Darren Johnson, a Green Party London Assembly member and a member of the assembly Transport Committee, said the mayor needed to act.
"Unfortunately, while the mayor has been a keen advocate of cycling and a keen champion of cycling, he's failed to put the necessary infrastructure in place to make cycling as safe as possible in London," he told Reuters.
"I think the mayor has really got to use these tragic deaths as a wake-up call, and really get to grips with making our streets safer for cyclists."
Safety campaigners have criticised initiatives such as blue-painted cycle "superhighways" and separate traffic lights, for not providing adequate protection.
"It's absolutely right that we get the infrastructure in place, but sadly all too often it has just been about putting blue paint on the road, not actually preventing traffic using the cycle superhighways," Darren Johnson said.

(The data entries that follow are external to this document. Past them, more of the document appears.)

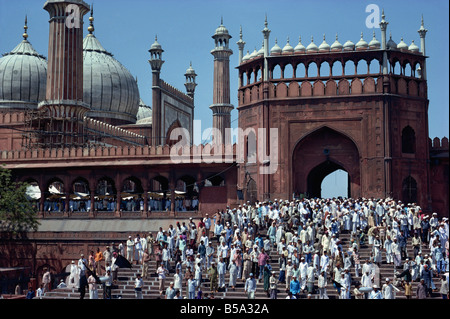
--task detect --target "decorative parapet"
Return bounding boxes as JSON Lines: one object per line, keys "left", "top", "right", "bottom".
{"left": 83, "top": 116, "right": 147, "bottom": 146}
{"left": 0, "top": 143, "right": 237, "bottom": 164}
{"left": 160, "top": 80, "right": 194, "bottom": 106}
{"left": 430, "top": 137, "right": 449, "bottom": 150}
{"left": 0, "top": 111, "right": 26, "bottom": 124}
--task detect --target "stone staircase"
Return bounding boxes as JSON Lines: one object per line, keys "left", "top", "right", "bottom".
{"left": 40, "top": 230, "right": 444, "bottom": 300}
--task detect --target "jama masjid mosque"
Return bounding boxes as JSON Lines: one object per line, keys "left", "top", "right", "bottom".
{"left": 0, "top": 0, "right": 448, "bottom": 283}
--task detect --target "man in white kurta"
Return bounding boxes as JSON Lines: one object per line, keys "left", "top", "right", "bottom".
{"left": 383, "top": 236, "right": 393, "bottom": 264}
{"left": 299, "top": 258, "right": 308, "bottom": 291}
{"left": 381, "top": 278, "right": 395, "bottom": 299}
{"left": 126, "top": 236, "right": 134, "bottom": 263}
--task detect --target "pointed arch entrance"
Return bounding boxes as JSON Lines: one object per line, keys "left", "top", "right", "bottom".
{"left": 292, "top": 126, "right": 360, "bottom": 199}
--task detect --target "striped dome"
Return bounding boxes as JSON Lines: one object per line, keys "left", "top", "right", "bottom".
{"left": 83, "top": 33, "right": 140, "bottom": 124}
{"left": 0, "top": 37, "right": 47, "bottom": 109}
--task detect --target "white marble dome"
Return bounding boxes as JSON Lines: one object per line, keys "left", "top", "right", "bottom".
{"left": 0, "top": 35, "right": 47, "bottom": 109}
{"left": 83, "top": 33, "right": 140, "bottom": 124}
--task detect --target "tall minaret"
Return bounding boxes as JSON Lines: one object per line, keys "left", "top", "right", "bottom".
{"left": 149, "top": 35, "right": 164, "bottom": 146}
{"left": 38, "top": 0, "right": 90, "bottom": 147}
{"left": 210, "top": 18, "right": 234, "bottom": 145}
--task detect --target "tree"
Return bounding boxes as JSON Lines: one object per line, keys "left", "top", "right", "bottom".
{"left": 0, "top": 165, "right": 40, "bottom": 233}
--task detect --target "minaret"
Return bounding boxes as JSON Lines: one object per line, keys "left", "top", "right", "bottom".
{"left": 38, "top": 0, "right": 90, "bottom": 147}
{"left": 236, "top": 26, "right": 246, "bottom": 65}
{"left": 184, "top": 62, "right": 197, "bottom": 100}
{"left": 379, "top": 9, "right": 389, "bottom": 75}
{"left": 149, "top": 35, "right": 164, "bottom": 146}
{"left": 418, "top": 15, "right": 428, "bottom": 80}
{"left": 262, "top": 14, "right": 271, "bottom": 81}
{"left": 210, "top": 18, "right": 234, "bottom": 145}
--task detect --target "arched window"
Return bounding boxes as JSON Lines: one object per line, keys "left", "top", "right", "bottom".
{"left": 331, "top": 60, "right": 343, "bottom": 77}
{"left": 402, "top": 176, "right": 417, "bottom": 204}
{"left": 284, "top": 64, "right": 294, "bottom": 79}
{"left": 402, "top": 126, "right": 416, "bottom": 154}
{"left": 272, "top": 64, "right": 282, "bottom": 79}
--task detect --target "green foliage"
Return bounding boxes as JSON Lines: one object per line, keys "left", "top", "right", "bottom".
{"left": 0, "top": 165, "right": 40, "bottom": 233}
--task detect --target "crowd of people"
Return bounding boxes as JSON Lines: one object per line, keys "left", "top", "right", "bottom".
{"left": 39, "top": 196, "right": 449, "bottom": 300}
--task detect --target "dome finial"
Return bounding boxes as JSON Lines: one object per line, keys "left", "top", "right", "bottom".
{"left": 88, "top": 3, "right": 94, "bottom": 35}
{"left": 23, "top": 15, "right": 28, "bottom": 40}
{"left": 221, "top": 15, "right": 223, "bottom": 26}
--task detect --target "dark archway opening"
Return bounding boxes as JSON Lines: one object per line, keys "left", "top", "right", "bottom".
{"left": 307, "top": 160, "right": 350, "bottom": 198}
{"left": 402, "top": 175, "right": 417, "bottom": 204}
{"left": 246, "top": 178, "right": 257, "bottom": 204}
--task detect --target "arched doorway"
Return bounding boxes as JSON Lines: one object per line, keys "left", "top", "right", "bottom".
{"left": 246, "top": 178, "right": 257, "bottom": 204}
{"left": 292, "top": 126, "right": 360, "bottom": 199}
{"left": 402, "top": 175, "right": 417, "bottom": 204}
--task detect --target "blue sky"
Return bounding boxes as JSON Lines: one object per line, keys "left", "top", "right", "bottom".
{"left": 0, "top": 0, "right": 448, "bottom": 142}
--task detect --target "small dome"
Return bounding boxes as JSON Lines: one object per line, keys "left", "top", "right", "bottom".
{"left": 249, "top": 48, "right": 258, "bottom": 59}
{"left": 282, "top": 37, "right": 294, "bottom": 54}
{"left": 294, "top": 36, "right": 306, "bottom": 53}
{"left": 397, "top": 38, "right": 408, "bottom": 51}
{"left": 408, "top": 40, "right": 420, "bottom": 53}
{"left": 257, "top": 41, "right": 264, "bottom": 56}
{"left": 306, "top": 36, "right": 319, "bottom": 52}
{"left": 150, "top": 36, "right": 162, "bottom": 51}
{"left": 185, "top": 62, "right": 196, "bottom": 75}
{"left": 270, "top": 39, "right": 282, "bottom": 55}
{"left": 355, "top": 32, "right": 368, "bottom": 50}
{"left": 318, "top": 35, "right": 330, "bottom": 52}
{"left": 242, "top": 50, "right": 251, "bottom": 62}
{"left": 0, "top": 34, "right": 47, "bottom": 109}
{"left": 368, "top": 31, "right": 381, "bottom": 49}
{"left": 215, "top": 21, "right": 230, "bottom": 36}
{"left": 136, "top": 99, "right": 152, "bottom": 125}
{"left": 387, "top": 33, "right": 397, "bottom": 50}
{"left": 343, "top": 40, "right": 355, "bottom": 51}
{"left": 330, "top": 34, "right": 343, "bottom": 51}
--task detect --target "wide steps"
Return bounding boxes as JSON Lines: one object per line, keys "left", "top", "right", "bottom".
{"left": 39, "top": 230, "right": 444, "bottom": 299}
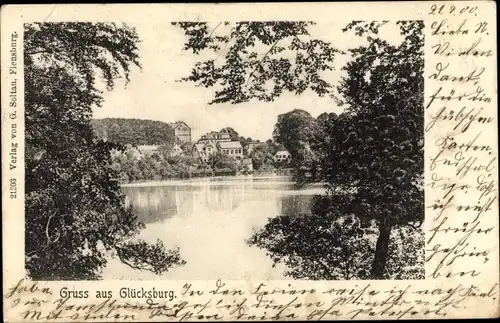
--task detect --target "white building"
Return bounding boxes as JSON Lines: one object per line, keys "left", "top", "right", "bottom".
{"left": 217, "top": 141, "right": 243, "bottom": 159}
{"left": 273, "top": 149, "right": 292, "bottom": 163}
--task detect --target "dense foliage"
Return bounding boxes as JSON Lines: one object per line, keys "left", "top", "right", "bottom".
{"left": 326, "top": 21, "right": 424, "bottom": 278}
{"left": 172, "top": 21, "right": 340, "bottom": 104}
{"left": 25, "top": 22, "right": 185, "bottom": 280}
{"left": 207, "top": 152, "right": 240, "bottom": 173}
{"left": 92, "top": 118, "right": 176, "bottom": 146}
{"left": 273, "top": 109, "right": 321, "bottom": 180}
{"left": 249, "top": 140, "right": 282, "bottom": 171}
{"left": 174, "top": 20, "right": 424, "bottom": 280}
{"left": 111, "top": 146, "right": 241, "bottom": 183}
{"left": 247, "top": 195, "right": 424, "bottom": 280}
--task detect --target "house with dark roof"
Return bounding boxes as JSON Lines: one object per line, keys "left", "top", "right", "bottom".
{"left": 198, "top": 131, "right": 230, "bottom": 143}
{"left": 192, "top": 142, "right": 217, "bottom": 163}
{"left": 169, "top": 121, "right": 191, "bottom": 143}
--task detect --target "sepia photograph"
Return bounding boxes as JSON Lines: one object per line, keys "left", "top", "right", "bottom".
{"left": 24, "top": 20, "right": 425, "bottom": 281}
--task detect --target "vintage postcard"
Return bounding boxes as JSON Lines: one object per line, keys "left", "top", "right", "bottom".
{"left": 1, "top": 1, "right": 498, "bottom": 321}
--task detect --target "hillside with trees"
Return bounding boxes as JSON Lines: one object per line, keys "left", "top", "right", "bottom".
{"left": 92, "top": 118, "right": 176, "bottom": 146}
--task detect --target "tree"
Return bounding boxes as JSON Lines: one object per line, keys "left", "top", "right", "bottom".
{"left": 220, "top": 127, "right": 240, "bottom": 141}
{"left": 25, "top": 22, "right": 185, "bottom": 280}
{"left": 238, "top": 136, "right": 254, "bottom": 151}
{"left": 273, "top": 109, "right": 320, "bottom": 172}
{"left": 172, "top": 21, "right": 340, "bottom": 104}
{"left": 250, "top": 146, "right": 267, "bottom": 170}
{"left": 247, "top": 208, "right": 376, "bottom": 280}
{"left": 327, "top": 21, "right": 424, "bottom": 278}
{"left": 208, "top": 152, "right": 239, "bottom": 172}
{"left": 247, "top": 196, "right": 424, "bottom": 280}
{"left": 92, "top": 118, "right": 176, "bottom": 145}
{"left": 174, "top": 21, "right": 424, "bottom": 279}
{"left": 310, "top": 112, "right": 339, "bottom": 179}
{"left": 157, "top": 142, "right": 176, "bottom": 158}
{"left": 250, "top": 142, "right": 278, "bottom": 171}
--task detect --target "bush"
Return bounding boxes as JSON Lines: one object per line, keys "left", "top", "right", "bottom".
{"left": 192, "top": 168, "right": 214, "bottom": 178}
{"left": 214, "top": 168, "right": 237, "bottom": 176}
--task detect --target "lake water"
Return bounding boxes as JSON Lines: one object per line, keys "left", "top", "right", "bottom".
{"left": 102, "top": 176, "right": 325, "bottom": 280}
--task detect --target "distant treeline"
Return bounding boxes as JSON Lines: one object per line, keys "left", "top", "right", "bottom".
{"left": 92, "top": 118, "right": 175, "bottom": 146}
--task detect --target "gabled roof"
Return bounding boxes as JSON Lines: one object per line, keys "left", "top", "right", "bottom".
{"left": 170, "top": 121, "right": 190, "bottom": 130}
{"left": 193, "top": 144, "right": 206, "bottom": 156}
{"left": 218, "top": 141, "right": 242, "bottom": 149}
{"left": 194, "top": 143, "right": 215, "bottom": 151}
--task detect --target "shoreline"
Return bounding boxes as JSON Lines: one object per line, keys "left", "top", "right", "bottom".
{"left": 120, "top": 175, "right": 328, "bottom": 189}
{"left": 121, "top": 174, "right": 294, "bottom": 187}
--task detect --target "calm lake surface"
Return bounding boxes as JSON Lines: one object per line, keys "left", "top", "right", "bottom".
{"left": 103, "top": 176, "right": 325, "bottom": 280}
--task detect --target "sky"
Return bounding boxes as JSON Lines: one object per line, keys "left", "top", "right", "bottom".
{"left": 95, "top": 22, "right": 403, "bottom": 141}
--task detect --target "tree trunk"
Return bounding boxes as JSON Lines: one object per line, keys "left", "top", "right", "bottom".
{"left": 371, "top": 219, "right": 392, "bottom": 279}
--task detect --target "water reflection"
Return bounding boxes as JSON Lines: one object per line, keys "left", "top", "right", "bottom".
{"left": 104, "top": 176, "right": 325, "bottom": 280}
{"left": 281, "top": 195, "right": 314, "bottom": 217}
{"left": 122, "top": 178, "right": 319, "bottom": 225}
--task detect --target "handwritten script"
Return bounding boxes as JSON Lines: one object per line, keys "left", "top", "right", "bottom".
{"left": 3, "top": 279, "right": 499, "bottom": 321}
{"left": 425, "top": 1, "right": 498, "bottom": 285}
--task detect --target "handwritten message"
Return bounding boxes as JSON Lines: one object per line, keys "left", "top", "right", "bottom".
{"left": 3, "top": 279, "right": 499, "bottom": 321}
{"left": 424, "top": 1, "right": 498, "bottom": 285}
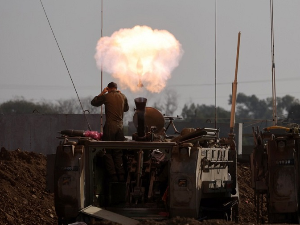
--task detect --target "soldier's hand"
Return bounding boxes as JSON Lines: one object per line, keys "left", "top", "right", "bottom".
{"left": 99, "top": 87, "right": 108, "bottom": 96}
{"left": 103, "top": 87, "right": 108, "bottom": 93}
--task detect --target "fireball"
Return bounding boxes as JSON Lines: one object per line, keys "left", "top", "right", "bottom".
{"left": 94, "top": 25, "right": 183, "bottom": 93}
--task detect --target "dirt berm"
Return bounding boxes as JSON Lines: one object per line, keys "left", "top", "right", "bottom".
{"left": 0, "top": 147, "right": 258, "bottom": 225}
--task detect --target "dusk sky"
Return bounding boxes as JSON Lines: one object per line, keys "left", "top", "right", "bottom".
{"left": 0, "top": 1, "right": 299, "bottom": 116}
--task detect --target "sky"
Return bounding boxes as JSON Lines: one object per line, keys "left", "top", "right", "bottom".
{"left": 0, "top": 0, "right": 300, "bottom": 116}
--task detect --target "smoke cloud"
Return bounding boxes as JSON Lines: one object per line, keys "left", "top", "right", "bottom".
{"left": 95, "top": 25, "right": 183, "bottom": 93}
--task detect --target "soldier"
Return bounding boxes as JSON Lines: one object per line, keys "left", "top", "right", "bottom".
{"left": 91, "top": 82, "right": 129, "bottom": 182}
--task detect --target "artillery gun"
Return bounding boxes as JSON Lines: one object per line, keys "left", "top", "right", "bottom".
{"left": 52, "top": 97, "right": 239, "bottom": 225}
{"left": 251, "top": 124, "right": 300, "bottom": 223}
{"left": 249, "top": 2, "right": 300, "bottom": 222}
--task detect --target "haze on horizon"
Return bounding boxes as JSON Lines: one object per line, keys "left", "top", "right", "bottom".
{"left": 0, "top": 0, "right": 299, "bottom": 116}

Since 2000, the number of cyclists in London has risen by almost 200 percent, according data from Transport for London (TfL), the body responsible for most public transport in the capital.
The mayor is often photographed cycling around the city and introduced a bike hire system in 2010.
The first two London cycle superhighways were launched in July 2010, with 12 initially planned to be created by 2015.
Last month, a coroner ordered a safety review of the blue lane system after conducting inquests into the deaths of two cyclists killed while using it.
Mayor Johnson said one death was too many, but insisted cycling in London was actually getting safer, with the number of fatalities per million journeys falling.
"I just want to stress to all Londoners and people thinking of cycling in our city, we are putting hundreds of millions of pounds worth of investment into the road network. We are doing our level best to make it as safe as we possibly can," he told Sky television.